Best of LinkedIn: Health Tech CW 36/ 37

Show notes

We curate most relevant posts about Health Tech on LinkedIn and regularly share key takeaways.

This edition offers a comprehensive overview of innovations in health technology and AI, highlighting their transformative impact on healthcare. Several sources focus on the strategic adoption of AI, discussing its potential for improving patient outcomes, enhancing diagnostic accuracy, and streamlining clinical workflows, particularly in areas like medical imaging and vaccine research. A recurring theme is the necessity for ethical implementation of AI, stressing the importance of transparency, accountability, and addressing inherent biases in algorithms, especially concerning data representation for different demographics. Furthermore, the sources explore advancements in wearable biosensors, robotic-assisted surgery, and digital health platforms, emphasising their role in extending care beyond traditional settings, fostering accessibility, and personalising treatment. Finally, a number of articles address the challenges of integration, regulation, and workforce adaptation that accompany these rapid technological changes, advocating for unified frameworks and targeted training to maximise their benefits.

This podcast was created via Google NotebookLM.

Show transcript

00:00:00: This deep dive is provided by Thomas Allgayer and Frennus, based on the most relevant LinkedIn posts on health tech in CW, three, six, three, seven.

00:00:09: Frennus equips product and strategy teams with market and competitive intelligence to navigate the health tech landscape.

00:00:16: And yeah, over the past couple of weeks, LinkedIn has just been absolutely buzzing with some really significant trends in health tech.

00:00:21: We've sifted through it all and pulled out the key insights for you.

00:00:24: That's right.

00:00:25: We're aiming to, you know, cut through the noise here, give you a shortcut to being genuinely well informed on the top health tech trends and insights from calendar weeks, thirty six and thirty seven.

00:00:35: We'll be looking at, well, everything from AI integration and governance challenges to the big market shifts, really helping you get a handle on not just what's happening, but you know, what it actually means for the industry.

00:00:45: Okay, great.

00:00:46: Let's dive right in then.

00:00:48: Our first big theme seems to be AI strategy, regulation and trust.

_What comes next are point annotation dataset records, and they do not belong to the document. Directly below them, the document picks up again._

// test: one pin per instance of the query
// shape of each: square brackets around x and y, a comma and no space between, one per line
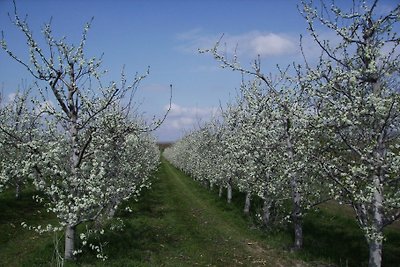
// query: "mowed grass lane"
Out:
[175,223]
[179,223]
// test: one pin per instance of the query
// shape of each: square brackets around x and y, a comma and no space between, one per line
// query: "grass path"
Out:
[179,223]
[214,236]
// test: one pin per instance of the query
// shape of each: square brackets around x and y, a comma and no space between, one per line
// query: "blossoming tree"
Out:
[81,159]
[355,90]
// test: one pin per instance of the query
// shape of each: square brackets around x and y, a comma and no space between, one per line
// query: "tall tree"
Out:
[355,90]
[70,160]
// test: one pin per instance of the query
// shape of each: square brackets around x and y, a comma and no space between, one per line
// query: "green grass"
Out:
[180,223]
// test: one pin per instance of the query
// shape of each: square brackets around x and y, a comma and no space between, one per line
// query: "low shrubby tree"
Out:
[92,151]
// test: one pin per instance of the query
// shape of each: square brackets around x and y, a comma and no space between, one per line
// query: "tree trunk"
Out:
[266,216]
[375,243]
[375,253]
[18,190]
[247,202]
[296,196]
[297,216]
[229,192]
[70,233]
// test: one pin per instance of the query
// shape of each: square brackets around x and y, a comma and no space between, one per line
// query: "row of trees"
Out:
[330,131]
[77,140]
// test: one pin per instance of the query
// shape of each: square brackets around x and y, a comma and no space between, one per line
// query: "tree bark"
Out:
[229,192]
[18,190]
[70,232]
[247,203]
[296,215]
[375,243]
[375,253]
[296,196]
[266,216]
[221,188]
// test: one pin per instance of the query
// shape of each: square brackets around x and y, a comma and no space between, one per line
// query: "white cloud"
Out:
[182,118]
[11,97]
[272,44]
[250,44]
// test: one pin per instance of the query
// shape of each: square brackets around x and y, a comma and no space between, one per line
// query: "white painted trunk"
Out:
[266,216]
[70,232]
[247,203]
[18,191]
[375,253]
[297,216]
[375,245]
[296,199]
[229,192]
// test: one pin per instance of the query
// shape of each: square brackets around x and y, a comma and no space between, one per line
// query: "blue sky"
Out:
[166,35]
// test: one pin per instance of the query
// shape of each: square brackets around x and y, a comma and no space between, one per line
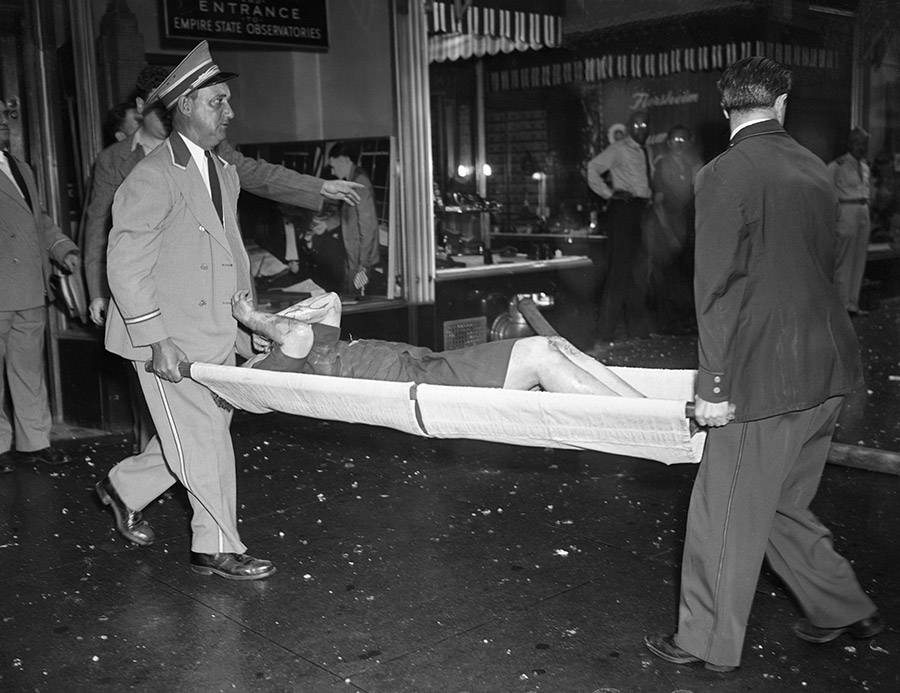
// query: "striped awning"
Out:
[464,30]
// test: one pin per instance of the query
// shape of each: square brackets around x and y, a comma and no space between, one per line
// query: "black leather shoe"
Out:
[861,630]
[7,462]
[664,647]
[231,566]
[128,522]
[47,456]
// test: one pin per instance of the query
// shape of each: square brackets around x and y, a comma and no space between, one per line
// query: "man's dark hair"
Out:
[753,82]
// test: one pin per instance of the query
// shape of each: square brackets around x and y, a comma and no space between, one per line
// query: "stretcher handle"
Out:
[184,368]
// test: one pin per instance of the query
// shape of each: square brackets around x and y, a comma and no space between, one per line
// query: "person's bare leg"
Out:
[543,361]
[292,336]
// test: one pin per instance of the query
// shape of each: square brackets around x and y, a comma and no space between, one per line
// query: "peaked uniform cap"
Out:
[196,71]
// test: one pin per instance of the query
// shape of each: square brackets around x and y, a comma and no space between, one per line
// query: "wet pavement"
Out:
[406,565]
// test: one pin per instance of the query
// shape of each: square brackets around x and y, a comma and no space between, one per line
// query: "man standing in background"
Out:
[628,163]
[850,173]
[29,240]
[175,258]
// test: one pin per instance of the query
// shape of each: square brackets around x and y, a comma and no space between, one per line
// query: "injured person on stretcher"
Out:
[305,338]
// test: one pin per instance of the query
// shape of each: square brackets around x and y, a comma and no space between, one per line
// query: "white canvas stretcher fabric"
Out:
[653,428]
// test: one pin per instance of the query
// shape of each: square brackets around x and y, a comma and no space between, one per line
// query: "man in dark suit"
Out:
[777,355]
[29,240]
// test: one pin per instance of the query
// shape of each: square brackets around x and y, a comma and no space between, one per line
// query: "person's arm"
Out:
[721,256]
[597,166]
[60,247]
[281,184]
[364,225]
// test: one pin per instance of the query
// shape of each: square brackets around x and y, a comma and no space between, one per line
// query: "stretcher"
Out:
[656,427]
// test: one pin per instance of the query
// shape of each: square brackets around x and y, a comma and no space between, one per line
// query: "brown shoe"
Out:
[129,523]
[664,647]
[861,630]
[231,566]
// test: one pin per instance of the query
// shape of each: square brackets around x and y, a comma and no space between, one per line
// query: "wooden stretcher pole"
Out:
[184,368]
[539,324]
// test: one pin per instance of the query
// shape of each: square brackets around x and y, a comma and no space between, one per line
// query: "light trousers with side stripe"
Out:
[22,367]
[193,446]
[751,499]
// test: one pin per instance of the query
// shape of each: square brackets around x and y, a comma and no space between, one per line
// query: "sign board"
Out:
[293,23]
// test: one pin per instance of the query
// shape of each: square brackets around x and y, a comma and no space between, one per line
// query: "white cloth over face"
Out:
[653,428]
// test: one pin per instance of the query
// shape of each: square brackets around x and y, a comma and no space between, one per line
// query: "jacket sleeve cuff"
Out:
[712,386]
[146,329]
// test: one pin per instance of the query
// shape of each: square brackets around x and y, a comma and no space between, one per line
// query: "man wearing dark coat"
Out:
[777,355]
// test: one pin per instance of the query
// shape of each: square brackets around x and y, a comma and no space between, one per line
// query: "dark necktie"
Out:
[17,174]
[214,188]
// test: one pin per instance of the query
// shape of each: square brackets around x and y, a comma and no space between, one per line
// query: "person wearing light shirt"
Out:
[851,182]
[628,164]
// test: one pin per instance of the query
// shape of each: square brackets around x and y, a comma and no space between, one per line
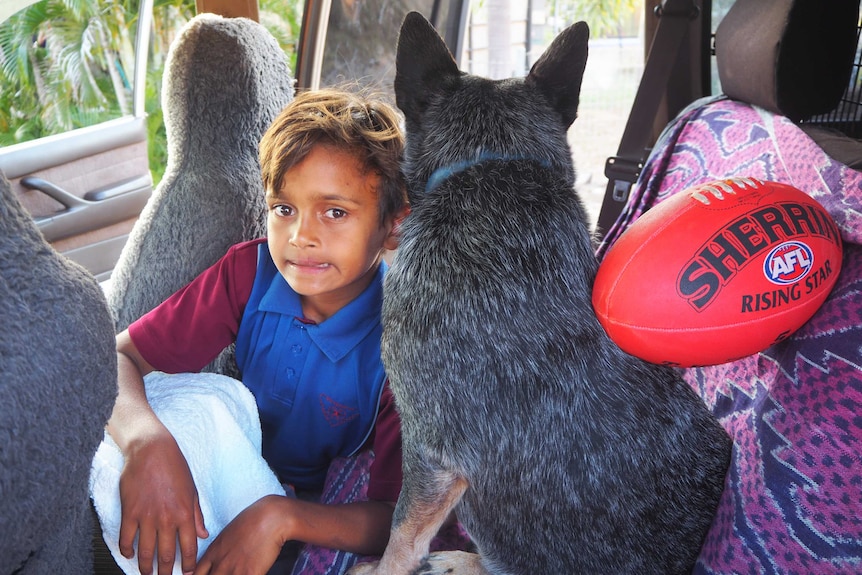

00:00:52: What really stood out is this clear emphasis from leaders.

00:00:56: seeing AI as a clinical amplifier, you know, something to solve real problems.

00:01:01: But, and this is crucial, it's paired with a very strong focus on governance, accountability, and well, building trust.

00:01:09: It feels like the conversations definitely move past just capabilities.

00:01:12: Yeah, absolutely.

00:01:14: And it's how people are framing it.

00:01:15: Matthias Guayan, reflecting on WHX Tech Dubai, put it really well.

00:01:19: He stressed that AI adoption and health care, it's not about these isolated pilots anymore.

00:01:23: It needs deep integration into existing workflows.

00:01:26: And he made this compelling case for really rigorous regulation, essentially treating AI like we treat medicine.

00:01:32: Building that trust, you know, through transparency with patients and clinicians, that's paramount for him.

00:01:37: And AI is augmentation, right?

00:01:38: Not substitution, the final call.

00:01:39: always with a physician, like a co-pilot.

00:01:41: That

00:01:41: co-pilot analogy makes a lot of sense, especially when you look at the regulatory debates heating up, particularly in oncology and diagnostics.

00:01:49: There's a real push to update medical device rules, strengthen testing, make sure these things are reliable.

00:01:56: Elena Abitoff's post really hammered home that interpretability is just fundamental for transparency, accountability, fairness, all of it.

00:02:05: She pointed out, you know, the FDA has approved over seven hundred AI tools, but adoption.

00:02:09: It stalls if there isn't that basic trust and understanding.

00:02:12: Approvals in enough you need buy-in.

00:02:13: Exactly.

00:02:14: And that leads right into maybe an even trickier bit.

00:02:17: Accountability.

00:02:18: Jan Beger raised this really important point about the lines blurring.

00:02:21: I mean, if AI shapes a decision, who is responsible?

00:02:24: And it gets even murkier when these models update themselves silently in the background.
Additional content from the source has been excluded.